Some people talked really bad about me, mean things, and other supported me as family and friends. I was thinking how cruel people can be when I was injured and I made a really important decision. The best decision I’ve ever made in my life. I’m criticized without suffering a defeat, and I imagined how it would be if I had fought for the fans, for the promotion, for anything, and suffered a defeat. But I didn’t suffer a defeat.
I decided not to fight because of my health, so I can recover and be 100 percent. Imagine if you’re remembered as that guy that suffered a severe injury, the guy that became paralyzed. Imagine that. How would people talk about me? Would those people care to know about me later, or only now that I’m the champion?
It was good in a way. Of course I’m upset I wasn’t able to fight, that I trained and did a strategy to fight Cain and this happened, but it was good that I didn’t suffer a defeat. I imagine (when) Anderson Silva (lost), when Jon Jones had issues with the justice and drugs, when Ronda (Rousey) lost and everyone went all over her. I didn’t even fight, and people were all over me, criticizing me. Everyone makes his own reality. The important is that you enjoy your family, your life. There’s no other option. That’s what matters the most.
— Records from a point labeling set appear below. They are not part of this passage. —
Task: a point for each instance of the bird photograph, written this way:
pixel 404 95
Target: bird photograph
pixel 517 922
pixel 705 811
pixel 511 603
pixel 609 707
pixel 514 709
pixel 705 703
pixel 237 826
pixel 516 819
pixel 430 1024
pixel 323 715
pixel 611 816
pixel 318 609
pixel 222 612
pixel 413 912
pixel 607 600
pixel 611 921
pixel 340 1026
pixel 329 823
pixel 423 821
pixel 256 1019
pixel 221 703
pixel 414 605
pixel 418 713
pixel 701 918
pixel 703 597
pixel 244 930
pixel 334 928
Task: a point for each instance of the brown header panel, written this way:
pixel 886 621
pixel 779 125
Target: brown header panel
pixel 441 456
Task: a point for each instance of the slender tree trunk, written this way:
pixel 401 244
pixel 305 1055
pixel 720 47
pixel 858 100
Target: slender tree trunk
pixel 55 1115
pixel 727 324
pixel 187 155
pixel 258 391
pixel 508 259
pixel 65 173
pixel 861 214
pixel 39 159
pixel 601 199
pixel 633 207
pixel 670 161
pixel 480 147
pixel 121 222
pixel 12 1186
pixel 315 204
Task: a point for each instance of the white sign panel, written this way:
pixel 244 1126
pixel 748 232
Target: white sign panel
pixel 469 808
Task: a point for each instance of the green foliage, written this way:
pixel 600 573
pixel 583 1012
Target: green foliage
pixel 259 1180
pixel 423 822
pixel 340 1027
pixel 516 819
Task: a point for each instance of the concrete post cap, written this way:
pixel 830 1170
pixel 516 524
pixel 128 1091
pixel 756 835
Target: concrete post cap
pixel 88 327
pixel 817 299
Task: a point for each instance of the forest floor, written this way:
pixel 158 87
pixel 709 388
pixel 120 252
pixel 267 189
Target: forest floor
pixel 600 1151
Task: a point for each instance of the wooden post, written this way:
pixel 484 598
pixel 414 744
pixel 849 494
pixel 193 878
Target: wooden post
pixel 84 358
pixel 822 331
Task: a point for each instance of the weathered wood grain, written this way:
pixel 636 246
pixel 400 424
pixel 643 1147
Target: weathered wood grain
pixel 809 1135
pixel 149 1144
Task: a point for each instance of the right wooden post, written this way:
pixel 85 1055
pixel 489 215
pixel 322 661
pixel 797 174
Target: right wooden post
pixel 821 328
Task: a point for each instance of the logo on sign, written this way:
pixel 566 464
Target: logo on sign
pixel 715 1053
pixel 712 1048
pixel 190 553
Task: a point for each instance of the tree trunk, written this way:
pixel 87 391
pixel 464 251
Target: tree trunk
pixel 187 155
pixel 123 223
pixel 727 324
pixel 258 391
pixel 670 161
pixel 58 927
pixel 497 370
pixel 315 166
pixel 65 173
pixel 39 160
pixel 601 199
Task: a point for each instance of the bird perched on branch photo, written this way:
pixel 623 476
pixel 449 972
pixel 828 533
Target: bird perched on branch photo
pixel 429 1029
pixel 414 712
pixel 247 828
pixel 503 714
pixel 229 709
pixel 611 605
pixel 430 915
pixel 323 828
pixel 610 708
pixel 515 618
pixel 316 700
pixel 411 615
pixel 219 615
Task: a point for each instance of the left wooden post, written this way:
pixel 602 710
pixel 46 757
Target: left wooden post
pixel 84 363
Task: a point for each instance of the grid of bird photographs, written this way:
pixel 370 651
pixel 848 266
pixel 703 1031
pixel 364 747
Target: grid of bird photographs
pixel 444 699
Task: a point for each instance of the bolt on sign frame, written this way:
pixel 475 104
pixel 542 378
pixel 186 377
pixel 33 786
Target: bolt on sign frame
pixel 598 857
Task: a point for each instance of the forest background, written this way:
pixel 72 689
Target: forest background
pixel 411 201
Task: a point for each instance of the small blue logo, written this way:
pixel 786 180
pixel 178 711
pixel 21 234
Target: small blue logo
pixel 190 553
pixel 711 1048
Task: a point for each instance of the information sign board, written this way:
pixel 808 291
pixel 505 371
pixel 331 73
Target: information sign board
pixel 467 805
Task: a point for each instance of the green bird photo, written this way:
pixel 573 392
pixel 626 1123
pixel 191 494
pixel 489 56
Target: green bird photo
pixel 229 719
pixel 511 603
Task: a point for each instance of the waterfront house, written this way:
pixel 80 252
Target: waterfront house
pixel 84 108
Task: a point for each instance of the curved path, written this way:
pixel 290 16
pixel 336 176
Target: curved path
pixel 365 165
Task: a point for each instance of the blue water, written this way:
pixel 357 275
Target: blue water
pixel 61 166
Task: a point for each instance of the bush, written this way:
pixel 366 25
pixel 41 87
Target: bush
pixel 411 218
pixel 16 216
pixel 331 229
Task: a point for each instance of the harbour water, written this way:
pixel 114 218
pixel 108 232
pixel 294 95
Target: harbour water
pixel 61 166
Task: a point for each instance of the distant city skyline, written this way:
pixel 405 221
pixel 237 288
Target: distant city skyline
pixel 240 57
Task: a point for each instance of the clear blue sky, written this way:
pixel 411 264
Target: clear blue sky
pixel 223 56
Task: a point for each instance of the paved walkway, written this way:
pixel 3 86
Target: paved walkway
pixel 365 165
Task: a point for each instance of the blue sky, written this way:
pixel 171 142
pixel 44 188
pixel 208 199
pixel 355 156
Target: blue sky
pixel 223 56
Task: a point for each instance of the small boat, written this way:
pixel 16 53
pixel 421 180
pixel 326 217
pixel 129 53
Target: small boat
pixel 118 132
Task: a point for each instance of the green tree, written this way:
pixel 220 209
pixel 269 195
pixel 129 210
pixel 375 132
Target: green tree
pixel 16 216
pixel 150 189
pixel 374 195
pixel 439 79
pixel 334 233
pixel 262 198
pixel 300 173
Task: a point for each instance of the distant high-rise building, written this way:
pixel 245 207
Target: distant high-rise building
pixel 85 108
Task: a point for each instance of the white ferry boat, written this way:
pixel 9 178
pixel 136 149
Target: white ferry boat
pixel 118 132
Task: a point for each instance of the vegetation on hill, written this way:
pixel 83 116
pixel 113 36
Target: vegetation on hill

At the same time, I say that was the best decision I’ve ever made because I can see who’s who, and who’s with me in the toughest hours. I wasn’t able to do what I love. I love to fight and train so I can go there and put on a show and interact with the fans. This glamour that the fight business has motivates me, but at the same time it unmotivated me.
I haven’t fought after training hard and dedicating with my team and all my coaches, and see this. I was able to see all this. How people are mean. Those people who criticize me have to look inside themselves, see how their lives are, and think about it. ‘I’m criticizing him, but how am I? Am I happy with myself? Am I happier when I’m criticizing the other?’
That’s what I had to say. I had to get this out of my chest. Again, that was the best decision I’ve ever made in my life, not to fight and think about myself.”